The process of data collection was very tedious and repetitive. After making the initial decision of choosing which genre I was going to collect metadata for and then choosing which authors and which specific works I was going to include in my corpus, the process of downloading and saving the plain text files and then entering the corresponding metadata was very straightforward and simple for the most part. However, I did become frustrated when I could not fill in all of the blanks for the metadata due to a lack of information. I didn’t really encounter many difficulties with the process; I just became frustrated with the tediousness and the repetitiveness of the process. Additionally, the process was very time-consuming, which was more annoying than it was challenging. However, I could see how the time-consuming nature of entering all of the metadata could be very challenging for researchers who are trying to either create or utilize larger corpuses.

Even though I encountered few challenges during the process of this data collection, I would think that researchers collecting literary data would encounter similar challenges and also challenges that I didn’t encounter because of the small sample of literary data that I collected. For example, I would assume that researchers trying to compile literary data would encounter challenges when they could not fill in all of the metadata fields due to a lack of information. Just because a researcher cannot find certain literary data, does not necessarily mean that that data does not exist. For researchers who are not compiling literary data but who are simply trying to utilize literary data, having incomplete fields in the metadata would limit researchers in their work—inhibiting them from perhaps fully understanding certain aspects of literature.

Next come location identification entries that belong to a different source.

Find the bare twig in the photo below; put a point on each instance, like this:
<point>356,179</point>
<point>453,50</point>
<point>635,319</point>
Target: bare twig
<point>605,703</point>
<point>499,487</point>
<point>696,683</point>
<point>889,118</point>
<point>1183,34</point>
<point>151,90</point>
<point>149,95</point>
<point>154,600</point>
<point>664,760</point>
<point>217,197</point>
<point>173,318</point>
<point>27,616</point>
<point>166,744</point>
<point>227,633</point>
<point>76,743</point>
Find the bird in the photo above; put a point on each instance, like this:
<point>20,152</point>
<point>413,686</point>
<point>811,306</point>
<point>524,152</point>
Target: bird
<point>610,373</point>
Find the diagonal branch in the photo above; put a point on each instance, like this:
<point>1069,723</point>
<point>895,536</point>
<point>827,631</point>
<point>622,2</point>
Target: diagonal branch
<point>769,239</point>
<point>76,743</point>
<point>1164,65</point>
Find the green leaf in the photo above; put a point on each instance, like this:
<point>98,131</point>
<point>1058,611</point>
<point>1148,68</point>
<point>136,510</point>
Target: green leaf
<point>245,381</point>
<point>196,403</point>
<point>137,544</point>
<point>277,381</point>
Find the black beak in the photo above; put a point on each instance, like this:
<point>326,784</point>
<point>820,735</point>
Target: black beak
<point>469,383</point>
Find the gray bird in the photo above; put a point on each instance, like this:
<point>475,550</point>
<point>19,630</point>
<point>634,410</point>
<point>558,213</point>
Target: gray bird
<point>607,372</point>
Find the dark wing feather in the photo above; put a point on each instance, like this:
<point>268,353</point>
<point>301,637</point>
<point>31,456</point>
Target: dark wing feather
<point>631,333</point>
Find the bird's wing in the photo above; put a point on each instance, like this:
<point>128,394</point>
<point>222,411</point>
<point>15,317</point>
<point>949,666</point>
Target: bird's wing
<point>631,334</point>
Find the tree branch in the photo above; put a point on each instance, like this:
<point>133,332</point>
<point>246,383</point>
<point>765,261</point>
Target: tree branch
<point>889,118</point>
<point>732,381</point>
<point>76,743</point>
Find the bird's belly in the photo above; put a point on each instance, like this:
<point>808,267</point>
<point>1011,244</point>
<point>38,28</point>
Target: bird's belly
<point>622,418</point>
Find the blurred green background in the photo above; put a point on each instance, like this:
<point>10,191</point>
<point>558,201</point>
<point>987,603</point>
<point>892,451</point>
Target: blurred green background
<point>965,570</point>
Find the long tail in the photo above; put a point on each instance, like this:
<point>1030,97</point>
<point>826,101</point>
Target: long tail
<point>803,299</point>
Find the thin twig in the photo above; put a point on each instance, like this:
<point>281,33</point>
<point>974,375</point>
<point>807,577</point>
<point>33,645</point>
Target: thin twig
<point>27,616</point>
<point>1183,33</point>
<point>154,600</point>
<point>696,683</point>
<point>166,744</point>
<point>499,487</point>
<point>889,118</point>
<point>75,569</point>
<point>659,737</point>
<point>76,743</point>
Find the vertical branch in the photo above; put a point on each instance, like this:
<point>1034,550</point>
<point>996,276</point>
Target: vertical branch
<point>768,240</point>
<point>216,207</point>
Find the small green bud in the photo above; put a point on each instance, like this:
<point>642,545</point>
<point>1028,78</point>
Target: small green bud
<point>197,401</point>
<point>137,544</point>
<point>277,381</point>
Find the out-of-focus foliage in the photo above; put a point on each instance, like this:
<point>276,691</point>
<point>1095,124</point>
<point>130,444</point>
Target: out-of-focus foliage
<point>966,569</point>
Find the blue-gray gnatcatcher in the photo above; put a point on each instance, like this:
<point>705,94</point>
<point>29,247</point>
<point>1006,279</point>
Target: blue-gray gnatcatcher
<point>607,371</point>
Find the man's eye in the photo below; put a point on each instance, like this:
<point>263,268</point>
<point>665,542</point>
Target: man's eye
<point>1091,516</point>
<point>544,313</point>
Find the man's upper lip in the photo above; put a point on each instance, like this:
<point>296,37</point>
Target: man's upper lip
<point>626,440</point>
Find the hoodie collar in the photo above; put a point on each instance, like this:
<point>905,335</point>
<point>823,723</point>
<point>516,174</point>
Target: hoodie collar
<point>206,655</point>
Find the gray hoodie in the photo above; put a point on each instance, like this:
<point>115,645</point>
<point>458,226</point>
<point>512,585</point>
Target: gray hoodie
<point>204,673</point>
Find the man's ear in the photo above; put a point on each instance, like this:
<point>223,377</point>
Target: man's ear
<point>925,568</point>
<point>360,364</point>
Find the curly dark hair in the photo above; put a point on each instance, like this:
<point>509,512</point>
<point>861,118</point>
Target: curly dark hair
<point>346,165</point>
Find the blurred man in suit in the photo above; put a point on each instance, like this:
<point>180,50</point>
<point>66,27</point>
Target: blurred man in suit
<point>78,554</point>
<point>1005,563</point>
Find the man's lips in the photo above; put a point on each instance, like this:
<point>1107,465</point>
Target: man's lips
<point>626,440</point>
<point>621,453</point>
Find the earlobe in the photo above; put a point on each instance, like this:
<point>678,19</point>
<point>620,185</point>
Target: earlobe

I think Matthew Jockers in his “Orphans” chapter of his Macroanalysis: Digital Methods and Literary History further explains the challenges and difficulties concerning the collecting and utilizing of literary data as he says, “The sad result of this legal wrangling is that scholars wishing to study the literary record at scale are forced to ignore almost everything that has been published since 1923. This is the equivalent of telling an archaeologist that he cannot explore in the Fertile Crescent” (175). This “legal wrangling” that Jockers is referring to is the limits that are put on literary researchers because of modern copyright law in the U.S.. According to this law, almost all literary texts published prior to 1923 are considered to be a part of the public domain, which means that they are no longer under their original copyrights. This is great and all because texts published prior to 1923 can be downloaded and shared in ways that allow their metadata to be used and studied, but also shared. However, because U.S. Copyright Law puts so many limitations on texts published after 1923, the research that can be done is super restricted because those texts cannot be downloaded and shared in ways that allow for the full utilization or study of those texts. Like Jockers says, “This is the equivalent of telling an archaeologist that he cannot explore in the Fertile Crescent” (175).